Платье было красивое. Чего уж там: прекрасное! Этакая смесь наряда Золушки и Белль из «Красавица и чудовище». Тьфу ты! Сдались мне эти Диснеевские принцессы. На кой ляд я вообще полезла смотреть про них?! Сравнивала себя и ту белобрысую барышню, на которую променял меня Гоша. Ух, увидела сейчас: глаза бы выцарапала. Боль утраты прошла, явив собой обоснованную злость. Какого такого сказочного органа меня, умницу и красавицу, променяли на какую-то другую. Пусть у нее и ноги от ушей, волосы блондинистые, задница маленькая, в отличие от моей, еще и упругая, наверное. Уверенной на все сто быть не могла, но знала я таких фифочек. Точно упругая! Зуб даю!
Мысли плавно перетекли на мою пятую точку, равно как и взгляд.

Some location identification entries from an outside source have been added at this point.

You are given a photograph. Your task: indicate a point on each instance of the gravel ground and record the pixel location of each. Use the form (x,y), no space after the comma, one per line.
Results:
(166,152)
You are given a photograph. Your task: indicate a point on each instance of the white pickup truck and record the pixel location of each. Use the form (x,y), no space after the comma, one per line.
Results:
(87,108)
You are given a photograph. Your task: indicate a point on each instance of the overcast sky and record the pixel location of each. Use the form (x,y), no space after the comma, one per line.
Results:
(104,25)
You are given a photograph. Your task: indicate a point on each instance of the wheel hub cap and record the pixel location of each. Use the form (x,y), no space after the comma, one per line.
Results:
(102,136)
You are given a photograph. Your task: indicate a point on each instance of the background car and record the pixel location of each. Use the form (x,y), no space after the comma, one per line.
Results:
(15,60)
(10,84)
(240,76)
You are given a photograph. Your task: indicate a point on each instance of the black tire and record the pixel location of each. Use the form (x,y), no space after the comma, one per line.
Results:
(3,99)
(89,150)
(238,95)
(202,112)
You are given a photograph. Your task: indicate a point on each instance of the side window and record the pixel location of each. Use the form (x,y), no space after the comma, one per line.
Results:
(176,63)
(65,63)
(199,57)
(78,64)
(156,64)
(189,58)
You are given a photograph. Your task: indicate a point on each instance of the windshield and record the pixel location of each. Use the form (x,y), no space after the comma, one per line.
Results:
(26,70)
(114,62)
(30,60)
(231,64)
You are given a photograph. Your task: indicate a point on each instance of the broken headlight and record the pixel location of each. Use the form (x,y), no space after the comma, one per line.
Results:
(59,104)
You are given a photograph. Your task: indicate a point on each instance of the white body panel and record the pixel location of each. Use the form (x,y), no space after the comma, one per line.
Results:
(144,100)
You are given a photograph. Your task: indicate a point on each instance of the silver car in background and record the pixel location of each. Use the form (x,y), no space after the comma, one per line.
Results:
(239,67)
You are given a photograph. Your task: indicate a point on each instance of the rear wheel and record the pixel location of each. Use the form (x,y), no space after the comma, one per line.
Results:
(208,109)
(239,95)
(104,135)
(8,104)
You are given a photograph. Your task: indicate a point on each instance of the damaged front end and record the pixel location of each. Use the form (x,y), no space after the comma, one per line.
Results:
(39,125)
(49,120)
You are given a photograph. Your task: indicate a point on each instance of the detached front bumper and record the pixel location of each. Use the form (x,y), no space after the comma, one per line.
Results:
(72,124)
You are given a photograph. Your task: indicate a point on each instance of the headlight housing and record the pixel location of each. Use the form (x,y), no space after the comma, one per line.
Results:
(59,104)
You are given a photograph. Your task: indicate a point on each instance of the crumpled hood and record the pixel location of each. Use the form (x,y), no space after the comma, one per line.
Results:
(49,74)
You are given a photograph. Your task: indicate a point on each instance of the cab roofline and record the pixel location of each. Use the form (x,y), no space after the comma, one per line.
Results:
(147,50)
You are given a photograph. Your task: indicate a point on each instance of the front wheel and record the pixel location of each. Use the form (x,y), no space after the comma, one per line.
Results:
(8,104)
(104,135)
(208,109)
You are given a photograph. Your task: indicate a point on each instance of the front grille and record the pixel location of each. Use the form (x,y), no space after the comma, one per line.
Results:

Так вот: платье было прекрасное, но не на мне. Я же в нем смотрела словно воздушная зефирка. Такая же белая, пышная и приторная, до зубового скрежета.
— Валечка, ты таки очень красивая. Зря не хотела примерять, — Роза Львовна, со своим несменным ридикюлем в руках и кокетливой широкополой шляпкой на голове, являла собой истинную будущую свекровь, которая лучше знает. И мне бы пожалеть ту несчастную, что удостоится чести стать женой ее любимого сыночки, но жалеть себя, было бессмысленно. Глаза видели, что брали.
Собственно, наверное, стоит вернуться к тому, как меня угораздило так вляпаться. Аккурат в ту же кучу. Еще и с разбега. Я девушка монументальная, на граблях танцевать научилась виртуозно, да так, что лоб отрастил себе броню, что никакие шишки не страшны. Поэтому нос зажала и с головой нырнула. Чтобы уж наверняка себе в мозгу высечь: «Любовь — яд. Трезвый расчет — противоядие».
Петр Иванович Зубило не был моим последним вариантом. Более того после расставания с Гошей, я и думать не хотела о новых отношениях, пусть они и припорошены пылью обиды и жаждой мести. Мол, смотри какую звезду ты потерял на своём жизненном пути. Локти кусай, ночами плачь. Не все же мне это делать.
Дыру в душе я заполняла работой. Постоянно искала новые рецепты, расширяла ассортимент, придумывала акции, бонусы. До ломоты во всем теле и противных мушек перед глазами. Мне было не привыкать упахиваться до изнеможения, но сейчас я была рада этому факту. Этакий, если верить психологам, холодный суицид.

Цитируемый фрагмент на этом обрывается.